Princess Chunky is 9.5 months old now, and not eating as much. My milk supply is starting to dwindle, and I had resolved to continue nursing until she hit the magical one-year mark. The thought of weaning her made me a little melancholy, but I was peaceful in the knowledge that I had fought like hell to give her the best possible nutrition, despite daunting setbacks.
Then the pain returned.
We took a short flight today, and I nursed my baby girl so that her ears wouldn't bother her too much. Shortly after we landed and I settled her into her stroller, I started feeling sharp, stabbing pains in my right breast. They increased in frequency as we made our way to the car, and I was shouting in frustrated pain by the time we got on the freeway. One hour and dozens of guttural screams later, they finally subsided. Google tells me I'm probably looking at a yeast infection, which will probably cause this pain every time I nurse until antibiotics do their thing in about a week.
Google also tells me P-Chunk is also likely to be infected, even though she isn't showing any symptoms. We will have to be fastidious about applying medication and disinfecting everything that touches her mouth at least once a day, or we could just keep passing the infection back and forth in a vicious cycle.
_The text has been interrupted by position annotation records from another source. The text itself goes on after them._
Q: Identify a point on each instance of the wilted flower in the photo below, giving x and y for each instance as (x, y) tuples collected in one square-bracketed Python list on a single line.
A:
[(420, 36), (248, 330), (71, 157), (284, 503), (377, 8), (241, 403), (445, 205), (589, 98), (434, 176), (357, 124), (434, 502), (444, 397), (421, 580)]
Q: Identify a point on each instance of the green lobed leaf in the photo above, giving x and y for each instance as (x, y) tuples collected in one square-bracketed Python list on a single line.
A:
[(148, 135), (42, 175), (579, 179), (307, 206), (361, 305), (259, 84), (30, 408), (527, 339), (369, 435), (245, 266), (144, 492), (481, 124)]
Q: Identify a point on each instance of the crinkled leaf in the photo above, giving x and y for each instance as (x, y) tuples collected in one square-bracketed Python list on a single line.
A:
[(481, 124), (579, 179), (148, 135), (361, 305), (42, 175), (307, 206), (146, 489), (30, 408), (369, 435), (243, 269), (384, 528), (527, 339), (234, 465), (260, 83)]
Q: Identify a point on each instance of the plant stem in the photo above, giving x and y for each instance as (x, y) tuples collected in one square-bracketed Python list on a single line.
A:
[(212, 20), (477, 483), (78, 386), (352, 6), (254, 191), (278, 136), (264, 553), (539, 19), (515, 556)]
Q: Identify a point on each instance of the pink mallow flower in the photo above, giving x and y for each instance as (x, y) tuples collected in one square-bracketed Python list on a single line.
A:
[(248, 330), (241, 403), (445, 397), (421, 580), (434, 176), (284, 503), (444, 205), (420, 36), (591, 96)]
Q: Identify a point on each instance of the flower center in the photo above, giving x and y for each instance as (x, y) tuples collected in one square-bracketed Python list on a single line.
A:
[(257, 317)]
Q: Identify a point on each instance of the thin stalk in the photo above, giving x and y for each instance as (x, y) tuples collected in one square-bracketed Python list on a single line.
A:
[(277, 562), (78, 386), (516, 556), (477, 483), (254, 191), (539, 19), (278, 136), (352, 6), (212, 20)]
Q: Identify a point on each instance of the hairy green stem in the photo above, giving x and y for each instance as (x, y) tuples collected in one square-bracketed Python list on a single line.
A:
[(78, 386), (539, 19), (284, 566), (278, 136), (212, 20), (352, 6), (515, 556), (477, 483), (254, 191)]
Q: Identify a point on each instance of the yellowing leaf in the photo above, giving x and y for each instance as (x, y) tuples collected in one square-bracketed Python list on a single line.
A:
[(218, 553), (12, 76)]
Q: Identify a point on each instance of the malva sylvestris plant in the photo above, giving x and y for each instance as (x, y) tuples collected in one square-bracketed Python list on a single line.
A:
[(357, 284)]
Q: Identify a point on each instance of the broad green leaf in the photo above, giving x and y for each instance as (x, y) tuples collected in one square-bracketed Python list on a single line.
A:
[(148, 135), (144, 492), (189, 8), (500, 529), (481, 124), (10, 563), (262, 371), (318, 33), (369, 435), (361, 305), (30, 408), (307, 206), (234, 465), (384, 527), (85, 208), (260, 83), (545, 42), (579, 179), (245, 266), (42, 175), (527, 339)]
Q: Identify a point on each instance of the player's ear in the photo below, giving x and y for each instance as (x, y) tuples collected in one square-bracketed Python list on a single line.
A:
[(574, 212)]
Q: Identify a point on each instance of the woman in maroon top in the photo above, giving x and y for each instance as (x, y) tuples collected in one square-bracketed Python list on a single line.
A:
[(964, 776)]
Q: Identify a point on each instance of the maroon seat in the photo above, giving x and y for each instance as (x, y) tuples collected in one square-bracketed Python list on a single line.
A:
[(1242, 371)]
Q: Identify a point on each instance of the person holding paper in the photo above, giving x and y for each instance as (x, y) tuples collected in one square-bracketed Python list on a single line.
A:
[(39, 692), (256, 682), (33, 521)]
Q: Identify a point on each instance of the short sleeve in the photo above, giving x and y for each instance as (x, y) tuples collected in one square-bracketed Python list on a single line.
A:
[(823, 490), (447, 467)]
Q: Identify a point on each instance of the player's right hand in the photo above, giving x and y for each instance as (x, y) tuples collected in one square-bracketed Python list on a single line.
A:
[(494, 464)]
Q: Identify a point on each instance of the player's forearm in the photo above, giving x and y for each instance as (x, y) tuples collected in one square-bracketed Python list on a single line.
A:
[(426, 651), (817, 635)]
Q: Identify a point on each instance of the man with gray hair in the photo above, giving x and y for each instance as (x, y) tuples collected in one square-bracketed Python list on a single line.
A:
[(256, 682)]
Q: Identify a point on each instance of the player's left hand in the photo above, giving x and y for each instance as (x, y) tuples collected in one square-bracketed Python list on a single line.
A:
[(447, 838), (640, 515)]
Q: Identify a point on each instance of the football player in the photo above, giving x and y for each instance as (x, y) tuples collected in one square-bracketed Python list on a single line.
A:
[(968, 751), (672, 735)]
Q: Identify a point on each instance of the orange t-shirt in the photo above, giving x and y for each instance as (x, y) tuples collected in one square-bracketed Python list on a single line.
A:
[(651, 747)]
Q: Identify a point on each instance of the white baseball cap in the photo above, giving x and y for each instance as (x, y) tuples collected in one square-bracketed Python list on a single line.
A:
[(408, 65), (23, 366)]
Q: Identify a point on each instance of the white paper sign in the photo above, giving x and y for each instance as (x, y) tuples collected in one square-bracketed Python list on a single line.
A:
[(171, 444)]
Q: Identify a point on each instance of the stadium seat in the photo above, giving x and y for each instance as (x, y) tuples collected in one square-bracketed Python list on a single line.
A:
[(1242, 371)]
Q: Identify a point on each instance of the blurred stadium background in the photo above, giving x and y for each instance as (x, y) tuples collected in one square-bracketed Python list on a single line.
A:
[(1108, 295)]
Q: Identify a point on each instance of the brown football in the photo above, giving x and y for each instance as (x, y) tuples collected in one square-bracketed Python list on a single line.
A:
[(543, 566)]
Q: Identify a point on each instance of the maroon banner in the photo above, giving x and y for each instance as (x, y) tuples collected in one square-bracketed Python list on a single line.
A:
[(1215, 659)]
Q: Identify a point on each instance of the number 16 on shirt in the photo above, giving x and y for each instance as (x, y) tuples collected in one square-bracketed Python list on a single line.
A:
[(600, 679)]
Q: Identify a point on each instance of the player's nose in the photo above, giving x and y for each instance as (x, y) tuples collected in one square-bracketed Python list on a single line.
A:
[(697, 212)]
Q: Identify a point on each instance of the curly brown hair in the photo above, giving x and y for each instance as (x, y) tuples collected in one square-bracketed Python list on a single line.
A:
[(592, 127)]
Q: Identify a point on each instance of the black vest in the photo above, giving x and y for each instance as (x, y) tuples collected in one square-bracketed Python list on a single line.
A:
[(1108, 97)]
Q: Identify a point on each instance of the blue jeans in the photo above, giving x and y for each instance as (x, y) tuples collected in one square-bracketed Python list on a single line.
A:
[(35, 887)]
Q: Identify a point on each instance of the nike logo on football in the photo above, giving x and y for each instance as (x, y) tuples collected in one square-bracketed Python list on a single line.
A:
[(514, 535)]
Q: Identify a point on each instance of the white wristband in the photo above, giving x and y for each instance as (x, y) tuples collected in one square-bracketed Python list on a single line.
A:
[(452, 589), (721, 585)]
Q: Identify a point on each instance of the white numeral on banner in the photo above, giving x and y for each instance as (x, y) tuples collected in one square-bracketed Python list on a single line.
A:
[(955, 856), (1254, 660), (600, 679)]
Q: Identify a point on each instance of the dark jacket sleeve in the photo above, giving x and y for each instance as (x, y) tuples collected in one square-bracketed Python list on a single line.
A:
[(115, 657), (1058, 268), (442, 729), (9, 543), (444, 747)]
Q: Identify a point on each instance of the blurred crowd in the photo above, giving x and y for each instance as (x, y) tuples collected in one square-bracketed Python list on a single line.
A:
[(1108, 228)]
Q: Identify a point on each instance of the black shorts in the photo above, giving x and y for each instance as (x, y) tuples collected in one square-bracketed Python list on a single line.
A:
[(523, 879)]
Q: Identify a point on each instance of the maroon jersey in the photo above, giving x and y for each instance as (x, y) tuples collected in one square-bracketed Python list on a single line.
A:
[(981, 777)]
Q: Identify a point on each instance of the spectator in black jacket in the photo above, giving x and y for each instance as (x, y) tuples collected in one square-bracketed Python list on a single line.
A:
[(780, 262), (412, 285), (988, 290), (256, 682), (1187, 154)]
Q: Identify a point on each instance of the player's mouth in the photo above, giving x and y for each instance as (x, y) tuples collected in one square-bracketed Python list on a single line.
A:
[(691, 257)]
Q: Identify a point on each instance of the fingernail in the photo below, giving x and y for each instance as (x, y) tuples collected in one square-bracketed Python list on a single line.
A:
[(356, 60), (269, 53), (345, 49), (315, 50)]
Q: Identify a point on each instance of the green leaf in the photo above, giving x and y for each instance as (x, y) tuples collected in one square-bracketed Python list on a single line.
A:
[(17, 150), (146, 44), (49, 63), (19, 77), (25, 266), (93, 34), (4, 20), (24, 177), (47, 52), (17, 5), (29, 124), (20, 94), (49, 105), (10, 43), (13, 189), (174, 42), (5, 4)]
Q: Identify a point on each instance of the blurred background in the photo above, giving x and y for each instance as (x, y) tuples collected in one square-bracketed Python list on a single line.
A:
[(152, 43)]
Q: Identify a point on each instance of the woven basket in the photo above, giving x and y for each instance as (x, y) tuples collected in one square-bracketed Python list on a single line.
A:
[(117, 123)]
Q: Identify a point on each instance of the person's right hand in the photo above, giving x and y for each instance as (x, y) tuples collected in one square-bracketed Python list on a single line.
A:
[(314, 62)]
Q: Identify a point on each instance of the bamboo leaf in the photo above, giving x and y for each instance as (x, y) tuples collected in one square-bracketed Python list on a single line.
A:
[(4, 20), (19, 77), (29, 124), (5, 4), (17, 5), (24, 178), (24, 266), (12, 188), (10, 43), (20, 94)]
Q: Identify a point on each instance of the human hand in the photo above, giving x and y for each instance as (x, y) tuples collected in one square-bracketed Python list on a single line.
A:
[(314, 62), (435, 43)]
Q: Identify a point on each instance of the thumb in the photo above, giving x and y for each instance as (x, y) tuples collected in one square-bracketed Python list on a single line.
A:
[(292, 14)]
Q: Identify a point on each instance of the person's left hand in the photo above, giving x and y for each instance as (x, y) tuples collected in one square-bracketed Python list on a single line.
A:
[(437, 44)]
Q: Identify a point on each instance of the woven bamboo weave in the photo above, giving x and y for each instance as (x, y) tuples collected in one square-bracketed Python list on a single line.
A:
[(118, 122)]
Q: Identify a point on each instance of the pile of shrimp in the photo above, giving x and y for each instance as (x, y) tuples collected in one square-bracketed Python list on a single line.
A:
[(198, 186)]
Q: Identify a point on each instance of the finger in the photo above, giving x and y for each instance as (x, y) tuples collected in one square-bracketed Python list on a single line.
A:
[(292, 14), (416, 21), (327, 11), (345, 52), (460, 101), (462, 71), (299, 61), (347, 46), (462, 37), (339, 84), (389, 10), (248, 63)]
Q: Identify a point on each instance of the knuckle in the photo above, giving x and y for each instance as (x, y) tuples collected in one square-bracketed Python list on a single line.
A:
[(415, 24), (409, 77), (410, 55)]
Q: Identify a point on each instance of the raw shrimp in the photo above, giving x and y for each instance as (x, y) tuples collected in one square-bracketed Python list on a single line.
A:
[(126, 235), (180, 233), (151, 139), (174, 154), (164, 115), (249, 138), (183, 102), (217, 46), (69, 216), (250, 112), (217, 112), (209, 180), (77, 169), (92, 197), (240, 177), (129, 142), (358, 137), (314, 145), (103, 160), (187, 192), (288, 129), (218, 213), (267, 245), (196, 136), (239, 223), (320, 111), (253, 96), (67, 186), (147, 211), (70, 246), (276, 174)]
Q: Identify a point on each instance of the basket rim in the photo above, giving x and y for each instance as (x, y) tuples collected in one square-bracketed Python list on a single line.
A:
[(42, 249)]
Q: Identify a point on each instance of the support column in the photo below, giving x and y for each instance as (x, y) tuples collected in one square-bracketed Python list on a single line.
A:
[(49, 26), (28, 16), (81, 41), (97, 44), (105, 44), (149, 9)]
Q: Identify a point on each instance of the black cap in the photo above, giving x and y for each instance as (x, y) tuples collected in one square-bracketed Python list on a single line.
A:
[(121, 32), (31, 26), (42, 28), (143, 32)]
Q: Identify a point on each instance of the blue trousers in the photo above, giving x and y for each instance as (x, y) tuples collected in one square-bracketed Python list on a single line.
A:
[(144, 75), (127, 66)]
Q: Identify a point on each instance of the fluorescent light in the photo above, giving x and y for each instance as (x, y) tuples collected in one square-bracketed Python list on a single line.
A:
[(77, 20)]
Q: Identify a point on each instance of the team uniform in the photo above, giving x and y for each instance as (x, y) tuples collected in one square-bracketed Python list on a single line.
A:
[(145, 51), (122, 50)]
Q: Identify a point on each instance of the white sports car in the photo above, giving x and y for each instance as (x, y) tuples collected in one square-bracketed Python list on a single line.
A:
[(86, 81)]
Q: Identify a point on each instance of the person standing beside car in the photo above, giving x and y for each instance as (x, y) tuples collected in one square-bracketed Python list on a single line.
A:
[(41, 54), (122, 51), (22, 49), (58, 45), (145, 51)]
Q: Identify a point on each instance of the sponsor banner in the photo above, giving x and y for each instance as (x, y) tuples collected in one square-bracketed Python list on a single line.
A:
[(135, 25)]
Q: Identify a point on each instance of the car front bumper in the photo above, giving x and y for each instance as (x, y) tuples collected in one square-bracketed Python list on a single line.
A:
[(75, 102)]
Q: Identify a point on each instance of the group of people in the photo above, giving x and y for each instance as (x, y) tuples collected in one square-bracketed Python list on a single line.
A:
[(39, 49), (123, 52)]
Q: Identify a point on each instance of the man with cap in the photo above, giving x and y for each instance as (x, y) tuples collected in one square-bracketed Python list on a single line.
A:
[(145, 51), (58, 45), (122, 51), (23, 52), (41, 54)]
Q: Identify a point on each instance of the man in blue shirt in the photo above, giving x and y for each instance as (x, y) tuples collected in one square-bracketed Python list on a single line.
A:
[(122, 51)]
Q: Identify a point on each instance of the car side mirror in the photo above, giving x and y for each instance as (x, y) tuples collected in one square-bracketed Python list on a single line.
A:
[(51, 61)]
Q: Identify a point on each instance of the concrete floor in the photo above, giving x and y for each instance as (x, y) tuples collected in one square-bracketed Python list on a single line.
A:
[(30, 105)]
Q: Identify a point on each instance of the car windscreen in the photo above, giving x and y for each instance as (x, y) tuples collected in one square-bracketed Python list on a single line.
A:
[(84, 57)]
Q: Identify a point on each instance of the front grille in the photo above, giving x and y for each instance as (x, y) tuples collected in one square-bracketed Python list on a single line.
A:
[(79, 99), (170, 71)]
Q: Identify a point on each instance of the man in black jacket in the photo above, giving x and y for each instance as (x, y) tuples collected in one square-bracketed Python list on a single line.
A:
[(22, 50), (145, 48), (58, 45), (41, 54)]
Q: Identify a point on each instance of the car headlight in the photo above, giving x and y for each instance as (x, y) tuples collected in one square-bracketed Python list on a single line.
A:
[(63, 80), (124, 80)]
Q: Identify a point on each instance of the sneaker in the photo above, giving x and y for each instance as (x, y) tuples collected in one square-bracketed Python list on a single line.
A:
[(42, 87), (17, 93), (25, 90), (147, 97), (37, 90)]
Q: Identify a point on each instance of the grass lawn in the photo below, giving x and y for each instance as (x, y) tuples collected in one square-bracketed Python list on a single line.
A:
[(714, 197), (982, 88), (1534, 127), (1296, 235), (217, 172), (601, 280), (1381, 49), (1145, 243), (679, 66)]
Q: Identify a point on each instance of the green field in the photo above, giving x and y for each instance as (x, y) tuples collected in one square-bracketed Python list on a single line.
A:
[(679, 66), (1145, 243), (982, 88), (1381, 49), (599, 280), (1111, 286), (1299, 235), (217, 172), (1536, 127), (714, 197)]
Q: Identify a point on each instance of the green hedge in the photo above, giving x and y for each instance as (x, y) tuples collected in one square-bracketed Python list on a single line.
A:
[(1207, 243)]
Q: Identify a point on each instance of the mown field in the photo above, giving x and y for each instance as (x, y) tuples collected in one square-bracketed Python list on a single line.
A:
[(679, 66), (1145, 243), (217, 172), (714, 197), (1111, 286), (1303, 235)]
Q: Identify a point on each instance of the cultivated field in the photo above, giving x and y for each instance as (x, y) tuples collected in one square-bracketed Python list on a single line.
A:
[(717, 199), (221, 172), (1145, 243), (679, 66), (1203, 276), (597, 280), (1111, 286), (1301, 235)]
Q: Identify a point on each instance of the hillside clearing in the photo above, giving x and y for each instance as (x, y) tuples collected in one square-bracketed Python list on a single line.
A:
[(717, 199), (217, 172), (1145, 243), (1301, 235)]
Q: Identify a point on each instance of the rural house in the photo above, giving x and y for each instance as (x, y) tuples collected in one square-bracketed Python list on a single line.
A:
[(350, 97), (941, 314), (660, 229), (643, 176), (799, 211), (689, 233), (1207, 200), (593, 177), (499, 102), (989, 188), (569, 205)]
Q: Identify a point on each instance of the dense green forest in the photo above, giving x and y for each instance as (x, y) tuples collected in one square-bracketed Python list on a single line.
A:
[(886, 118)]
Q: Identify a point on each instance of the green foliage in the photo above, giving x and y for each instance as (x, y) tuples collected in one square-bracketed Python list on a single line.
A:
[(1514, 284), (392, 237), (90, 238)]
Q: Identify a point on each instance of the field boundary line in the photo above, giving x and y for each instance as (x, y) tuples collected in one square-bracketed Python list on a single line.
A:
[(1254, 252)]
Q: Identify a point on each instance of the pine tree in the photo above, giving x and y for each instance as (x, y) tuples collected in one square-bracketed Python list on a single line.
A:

I feel defeated. I don't know if I can soldier through this again. The pain may be too much to bear one more time. We planned to start the weaning process soon, and I know she has received all the benefits of breastfeeding by now. Still, I wanted to stop on my
terms. When we
felt ready, not when pain and suffering pulled the rug out from under me and my baby girl.
I will call the doctor tomorrow and pray that my middle-of-the-night pumping isn't unbearably painful. I will wallow in self-pity and fight back some tears. Then, if I know myself, I will figure out a way to get through this and stop thinking about ME
. About why I have to go through this, and what I did to deserve this.
If there's one thing motherhood has crystallized, it's that it just isn't about me. My daughter isn't ready to wean yet, and I don't have the heart to make her go cold turkey, no matter how much pain I am in.
One way or another, she's going to get her Mami's milk until her first birthday.
And once we reach that milestone, I plan to drink many, many margaritas.